The horse already left the barn a month ago, and so closing the barn door now has little effect. Five million people already left Wuhan and tens of thousands have already traveled to dozens of other countries. The virus can no longer be contained with half-measures. Yet half-measures are all the authorities are willing to impose.

Those expecting the virus to burn itself shortly must assume that the virus will not mutate into a more contagious or deadly form, even though viruses mutate at very high rates: the more people carry the virus, the greater the opportunities for a mutation to occur that can be spread to other hosts.

Neither is the expectation that an effective vaccine will be ready for mass inoculations in a month or two.

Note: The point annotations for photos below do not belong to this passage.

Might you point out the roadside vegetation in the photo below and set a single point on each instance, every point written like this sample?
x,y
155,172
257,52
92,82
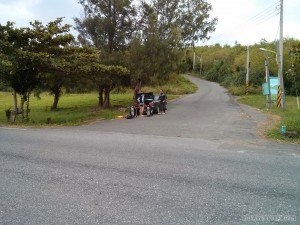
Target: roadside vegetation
x,y
290,117
78,109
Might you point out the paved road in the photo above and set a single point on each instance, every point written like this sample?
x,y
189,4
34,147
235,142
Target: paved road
x,y
201,163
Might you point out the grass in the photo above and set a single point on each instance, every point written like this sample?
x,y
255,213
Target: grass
x,y
290,117
78,109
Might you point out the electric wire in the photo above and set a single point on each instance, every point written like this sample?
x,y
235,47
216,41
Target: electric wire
x,y
267,14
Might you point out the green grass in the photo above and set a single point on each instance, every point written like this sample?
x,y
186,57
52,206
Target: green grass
x,y
77,109
290,117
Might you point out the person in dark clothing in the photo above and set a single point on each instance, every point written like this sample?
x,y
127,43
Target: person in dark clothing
x,y
141,103
162,98
137,89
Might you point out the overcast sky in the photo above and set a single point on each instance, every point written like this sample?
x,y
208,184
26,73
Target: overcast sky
x,y
244,21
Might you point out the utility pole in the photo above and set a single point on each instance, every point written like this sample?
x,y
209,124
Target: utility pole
x,y
194,61
248,70
200,61
280,62
269,100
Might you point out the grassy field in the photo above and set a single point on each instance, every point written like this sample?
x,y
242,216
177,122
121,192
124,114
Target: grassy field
x,y
290,117
77,109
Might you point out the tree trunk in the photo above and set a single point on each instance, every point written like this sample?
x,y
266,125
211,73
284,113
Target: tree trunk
x,y
106,97
15,102
23,100
27,107
100,91
56,99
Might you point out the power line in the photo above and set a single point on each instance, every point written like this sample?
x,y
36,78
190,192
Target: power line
x,y
270,12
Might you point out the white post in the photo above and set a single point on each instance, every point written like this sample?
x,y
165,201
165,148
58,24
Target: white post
x,y
194,60
248,70
280,58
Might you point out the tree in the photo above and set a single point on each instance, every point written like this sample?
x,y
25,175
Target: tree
x,y
107,24
18,66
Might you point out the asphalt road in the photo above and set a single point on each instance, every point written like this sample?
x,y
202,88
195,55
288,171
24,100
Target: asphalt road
x,y
201,163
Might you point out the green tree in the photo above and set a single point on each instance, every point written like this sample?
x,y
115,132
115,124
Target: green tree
x,y
18,67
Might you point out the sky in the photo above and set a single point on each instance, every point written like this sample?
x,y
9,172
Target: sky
x,y
241,21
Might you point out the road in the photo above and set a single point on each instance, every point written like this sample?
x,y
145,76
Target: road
x,y
201,163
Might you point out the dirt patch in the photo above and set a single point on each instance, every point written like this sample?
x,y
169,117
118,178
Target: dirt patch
x,y
269,124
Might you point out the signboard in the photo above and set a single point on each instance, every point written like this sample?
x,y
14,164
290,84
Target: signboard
x,y
274,87
265,88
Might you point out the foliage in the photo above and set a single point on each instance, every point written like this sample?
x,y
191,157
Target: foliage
x,y
227,65
148,35
289,117
78,109
47,58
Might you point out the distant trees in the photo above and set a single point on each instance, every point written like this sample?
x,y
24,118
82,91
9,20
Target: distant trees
x,y
47,58
147,36
227,65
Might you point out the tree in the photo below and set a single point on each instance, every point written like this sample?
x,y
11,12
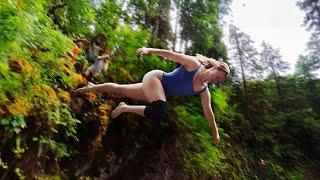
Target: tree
x,y
73,17
243,55
153,15
307,65
312,9
200,28
272,62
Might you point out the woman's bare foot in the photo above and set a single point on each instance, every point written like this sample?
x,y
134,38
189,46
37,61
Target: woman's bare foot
x,y
88,87
118,110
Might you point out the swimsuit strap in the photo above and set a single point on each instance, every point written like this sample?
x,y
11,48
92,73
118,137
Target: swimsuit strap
x,y
201,91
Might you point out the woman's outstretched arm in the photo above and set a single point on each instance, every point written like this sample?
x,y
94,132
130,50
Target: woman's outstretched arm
x,y
190,62
206,105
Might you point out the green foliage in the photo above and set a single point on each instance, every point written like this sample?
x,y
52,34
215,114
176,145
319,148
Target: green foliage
x,y
59,148
14,124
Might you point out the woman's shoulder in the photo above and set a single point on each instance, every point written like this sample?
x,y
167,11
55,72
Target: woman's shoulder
x,y
192,66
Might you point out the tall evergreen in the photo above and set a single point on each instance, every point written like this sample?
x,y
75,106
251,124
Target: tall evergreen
x,y
153,15
200,29
312,18
273,64
244,55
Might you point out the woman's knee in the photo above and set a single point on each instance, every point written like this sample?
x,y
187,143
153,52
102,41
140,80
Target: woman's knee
x,y
153,74
156,110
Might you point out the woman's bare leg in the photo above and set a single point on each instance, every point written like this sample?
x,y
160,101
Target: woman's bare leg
x,y
133,91
152,87
123,108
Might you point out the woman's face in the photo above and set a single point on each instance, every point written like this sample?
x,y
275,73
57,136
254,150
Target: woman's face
x,y
216,76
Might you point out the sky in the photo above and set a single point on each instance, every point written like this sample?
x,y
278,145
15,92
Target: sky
x,y
277,22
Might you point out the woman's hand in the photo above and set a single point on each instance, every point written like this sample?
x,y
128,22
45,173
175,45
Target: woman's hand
x,y
216,137
143,51
86,88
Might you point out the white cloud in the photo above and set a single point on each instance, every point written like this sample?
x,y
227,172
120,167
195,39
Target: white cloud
x,y
277,22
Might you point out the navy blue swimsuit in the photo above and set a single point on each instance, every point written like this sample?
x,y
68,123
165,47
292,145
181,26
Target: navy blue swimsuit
x,y
179,82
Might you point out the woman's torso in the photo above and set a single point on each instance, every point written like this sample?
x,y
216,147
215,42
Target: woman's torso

Realistic timelines for an effective vaccine are four to six months for development of a vaccine, then additional months to test its safety and effectiveness and more months if all goes well to produce hundreds of millions of doses of the vaccine, and then more time to distribute the vaccines.

It’s natural to grasp at straws in crisis, and natural to take every false dawn for sunrise. Announcements that the rate of infection is slowing will be taken as evidence the virus will soon be completely under control, when a decline from RO 4 to RO 3 or RO 2 doesn’t mean the virus is about to disappear; all it means is the rate of expansion has declined. Premature announcements of a cure will encourage a complacent expectation of a quick return to “normal life” that will be severely challenged by the “Wave Two” global expansion of the virus.

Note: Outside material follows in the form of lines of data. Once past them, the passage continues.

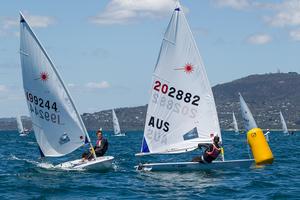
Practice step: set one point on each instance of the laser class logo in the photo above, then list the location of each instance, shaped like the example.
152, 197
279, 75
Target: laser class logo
188, 68
44, 76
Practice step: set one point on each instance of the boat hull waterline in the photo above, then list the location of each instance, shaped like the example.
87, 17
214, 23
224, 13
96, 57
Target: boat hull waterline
196, 166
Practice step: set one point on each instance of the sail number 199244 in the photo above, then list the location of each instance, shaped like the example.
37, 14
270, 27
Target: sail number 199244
38, 105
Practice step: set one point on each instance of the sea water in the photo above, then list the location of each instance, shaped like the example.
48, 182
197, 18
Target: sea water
24, 176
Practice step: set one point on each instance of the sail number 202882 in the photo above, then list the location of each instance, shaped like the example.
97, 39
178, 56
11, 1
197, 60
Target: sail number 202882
177, 94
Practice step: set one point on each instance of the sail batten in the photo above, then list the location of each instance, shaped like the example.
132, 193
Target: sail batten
58, 126
181, 112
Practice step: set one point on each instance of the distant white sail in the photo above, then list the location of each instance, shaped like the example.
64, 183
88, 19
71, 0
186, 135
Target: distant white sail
284, 126
181, 111
234, 122
20, 125
249, 122
58, 127
117, 130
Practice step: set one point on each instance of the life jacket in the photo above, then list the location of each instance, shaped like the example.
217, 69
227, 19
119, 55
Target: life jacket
215, 152
98, 143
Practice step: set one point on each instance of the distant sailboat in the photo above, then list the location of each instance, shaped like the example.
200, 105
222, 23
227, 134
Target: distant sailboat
57, 125
284, 126
181, 112
234, 123
116, 125
249, 122
21, 130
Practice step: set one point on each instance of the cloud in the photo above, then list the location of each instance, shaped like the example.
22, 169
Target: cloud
71, 85
259, 39
235, 4
38, 21
125, 11
8, 25
101, 85
295, 34
3, 88
287, 14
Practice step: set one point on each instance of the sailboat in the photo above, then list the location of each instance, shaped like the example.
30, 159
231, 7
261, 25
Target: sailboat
58, 127
284, 126
116, 125
249, 122
21, 130
235, 125
181, 112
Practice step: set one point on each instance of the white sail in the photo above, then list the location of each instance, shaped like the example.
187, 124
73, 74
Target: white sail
20, 125
249, 122
117, 130
234, 122
284, 126
58, 127
181, 111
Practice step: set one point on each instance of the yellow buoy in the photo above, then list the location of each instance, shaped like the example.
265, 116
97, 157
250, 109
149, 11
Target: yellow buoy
259, 146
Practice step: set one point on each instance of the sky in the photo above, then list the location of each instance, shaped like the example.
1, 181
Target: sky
106, 50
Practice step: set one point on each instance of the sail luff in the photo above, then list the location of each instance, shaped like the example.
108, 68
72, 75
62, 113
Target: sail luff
235, 125
20, 125
248, 119
283, 123
116, 124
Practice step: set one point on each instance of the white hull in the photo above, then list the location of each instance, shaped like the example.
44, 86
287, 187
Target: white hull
100, 164
196, 166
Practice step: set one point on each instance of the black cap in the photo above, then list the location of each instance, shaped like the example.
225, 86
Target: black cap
216, 139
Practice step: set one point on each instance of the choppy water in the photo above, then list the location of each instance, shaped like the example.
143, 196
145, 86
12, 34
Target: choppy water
22, 176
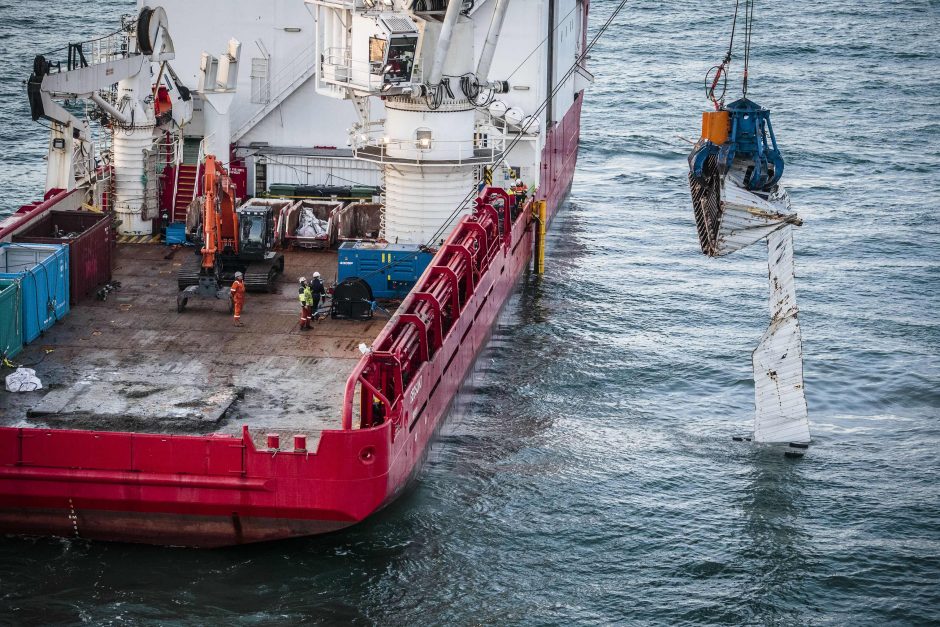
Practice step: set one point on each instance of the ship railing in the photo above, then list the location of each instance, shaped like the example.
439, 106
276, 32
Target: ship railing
338, 67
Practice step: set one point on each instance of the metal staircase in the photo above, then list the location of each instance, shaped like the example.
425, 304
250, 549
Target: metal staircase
297, 71
186, 179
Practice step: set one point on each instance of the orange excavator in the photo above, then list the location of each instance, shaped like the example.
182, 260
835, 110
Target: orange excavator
233, 240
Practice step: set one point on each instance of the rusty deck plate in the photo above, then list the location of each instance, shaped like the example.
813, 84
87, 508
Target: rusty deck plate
267, 373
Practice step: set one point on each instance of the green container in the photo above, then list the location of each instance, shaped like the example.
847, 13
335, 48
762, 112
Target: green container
11, 319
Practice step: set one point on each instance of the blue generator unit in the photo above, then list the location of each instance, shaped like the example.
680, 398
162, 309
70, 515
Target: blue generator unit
391, 270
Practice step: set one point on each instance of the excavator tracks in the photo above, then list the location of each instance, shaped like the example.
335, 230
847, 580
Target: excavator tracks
260, 276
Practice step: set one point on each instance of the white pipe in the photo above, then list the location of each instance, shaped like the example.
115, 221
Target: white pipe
492, 37
443, 41
123, 118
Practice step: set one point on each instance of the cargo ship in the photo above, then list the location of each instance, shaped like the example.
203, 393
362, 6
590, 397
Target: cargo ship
409, 153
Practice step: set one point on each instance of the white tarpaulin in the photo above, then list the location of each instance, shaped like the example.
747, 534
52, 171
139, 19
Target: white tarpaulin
23, 380
311, 225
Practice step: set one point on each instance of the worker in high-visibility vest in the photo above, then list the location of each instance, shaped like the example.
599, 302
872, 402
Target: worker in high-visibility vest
316, 286
305, 296
238, 297
520, 191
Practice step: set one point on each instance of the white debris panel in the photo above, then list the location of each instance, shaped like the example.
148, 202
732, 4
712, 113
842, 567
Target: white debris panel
778, 360
729, 218
746, 218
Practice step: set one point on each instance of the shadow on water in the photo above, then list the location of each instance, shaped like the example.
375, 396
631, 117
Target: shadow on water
775, 544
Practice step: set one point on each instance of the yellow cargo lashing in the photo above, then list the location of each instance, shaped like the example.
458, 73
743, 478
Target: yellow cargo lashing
540, 213
715, 126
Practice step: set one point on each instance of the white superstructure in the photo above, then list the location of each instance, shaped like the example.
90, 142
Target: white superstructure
368, 92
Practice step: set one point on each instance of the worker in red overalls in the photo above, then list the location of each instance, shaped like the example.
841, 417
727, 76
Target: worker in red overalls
238, 297
305, 295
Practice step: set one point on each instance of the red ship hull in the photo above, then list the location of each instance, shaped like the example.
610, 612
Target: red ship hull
220, 490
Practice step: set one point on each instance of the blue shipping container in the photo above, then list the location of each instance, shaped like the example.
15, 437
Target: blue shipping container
43, 272
11, 319
391, 270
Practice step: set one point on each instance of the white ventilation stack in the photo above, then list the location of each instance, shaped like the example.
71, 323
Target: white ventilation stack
422, 196
135, 184
434, 149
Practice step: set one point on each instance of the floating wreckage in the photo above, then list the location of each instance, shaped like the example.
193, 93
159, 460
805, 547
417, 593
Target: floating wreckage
734, 173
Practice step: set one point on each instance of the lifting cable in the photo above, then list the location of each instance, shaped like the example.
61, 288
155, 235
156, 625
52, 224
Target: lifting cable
721, 70
720, 76
748, 31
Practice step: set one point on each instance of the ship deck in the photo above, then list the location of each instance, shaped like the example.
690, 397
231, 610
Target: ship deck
132, 363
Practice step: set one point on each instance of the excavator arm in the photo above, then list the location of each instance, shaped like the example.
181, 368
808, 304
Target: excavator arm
219, 220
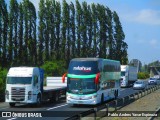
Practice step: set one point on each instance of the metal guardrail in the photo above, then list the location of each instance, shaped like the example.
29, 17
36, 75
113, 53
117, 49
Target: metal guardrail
113, 105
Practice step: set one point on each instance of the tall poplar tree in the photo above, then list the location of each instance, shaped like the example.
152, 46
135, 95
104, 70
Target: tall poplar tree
73, 32
41, 30
57, 30
13, 20
119, 37
3, 33
78, 27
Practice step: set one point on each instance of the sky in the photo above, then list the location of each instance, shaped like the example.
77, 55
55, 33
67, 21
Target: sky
140, 21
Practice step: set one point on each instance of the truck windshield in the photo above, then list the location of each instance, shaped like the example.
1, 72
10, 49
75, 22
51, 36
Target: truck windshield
122, 73
19, 80
81, 86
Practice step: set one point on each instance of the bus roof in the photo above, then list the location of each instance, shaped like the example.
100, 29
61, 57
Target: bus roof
92, 59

The economic, political and social consequences of the extreme measures required to control the spread of the virus (total lockdown of an entire country’s transportation systems)–or the failure to pursue such extreme measures, enabling the spread of the virus–are the second-order effects I’ve been exploring in recent blog posts: consequences have their own consequences.

Credibly estimation about the 2019-nCoV virus expansion.

The epidemic’s extent will depend on a number of factors, including when infected individuals become contagious, how long they remain contagious and how long the virus can survive outside a human host.

However, one estimate predicts that the total number of infections in five major Chinese cities — Beijing, Shanghai, Guangzhou, Shenzhen and Chongqing — will peak between late April and early May, according to a model developed by researchers at The University of Hong Kong.

Mainland officials earlier said that unlike severe acute respiratory syndrome (Sars) the new coronavirus was infectious during the incubation period. Those infected with the virus might not immediately show any symptoms.

Just as an estimate – at the height of the epidemic, as many as 150,000 new cases would be confirmed every day in Chongqing (a megacity in southwest China), because of its large population coupled with intense travel volume with Wuhan.

If we accept what is known about the virus, then logic, science and probabilities all suggest we brace for impact.